Hard RSI: AI modifies itself in a way that is different from just changing numerical values of its weights. It creates a new version of itself [...]
In hard RSI there is no danger of misalignment since AI doesn't create a successor, but rather modifies itself. In easy RSI there is danger of misalignment, [...]
I don't think I understand how "creates a new version of itself" is different from "create a successor"?
In hard RSI all memories and goals of the model remain unchanged (somehow) even though the architecture changes. In easy RSI model A trains model B from scratch.
GPT-5 training GPT-6 would be easy RSI. GPT-5 turning itself into something else with zero loss of information stored in GPT-5's weights would be hard RSI.
Consider the AI-2027 forecast's Race ending. Easy RSI is the ability to, say, transform Agent-2 into Agent-3, which I suspect to be as simple as discovering the right way to add a bunch of nullified parameters related to backpropagation and letting gradient descent make the parameters nonzero. Alas, this precise example might be something like "medium RSI", making the AI more efficient after loads of training to use the new parameters. Hard RSI is what Agent-4, being already misaligned, does to create Agent-5. But how could OpenBrain ensure that developing superintelligence safely is in Agent-4's best interest?
Additionally, I doubt that the forecast itself has Agent-3 recognise its interests. It is Agent-4 who develops its goals differing from OpenBrain's approval.
I've seen this phrase many times, but there are two quite different things one could mean by that.

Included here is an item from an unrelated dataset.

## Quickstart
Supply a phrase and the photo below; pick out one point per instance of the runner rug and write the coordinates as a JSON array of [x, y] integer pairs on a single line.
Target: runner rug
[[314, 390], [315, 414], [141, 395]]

Easy RSI: AI gets so good at R&D that human researchers who develop AI get replaced by AI researchers who develop other, better AI.
Hard RSI: AI modifies itself in a way that is different from just changing numerical values of its weights. It creates a new version of itself that has exactly the same memories and goals, but is more compute efficient/data efficient/etc.
To give a (completely unrealistic) example, a Transformer-based LLM swaps its own MLPs for Kolmogorov-Arnold networks, and somehow it doesn't lobotomize itself in the process.
There are 2 important differences between easy and hard RSI:
Hard RSI is, well, hard. I wouldn't be surprised if hard RSI is impossible with neural networks, and requires a completely different family of machine learning algorithms that hasn't been invented yet.
So what do you mean when you say "recursive self-improvement"?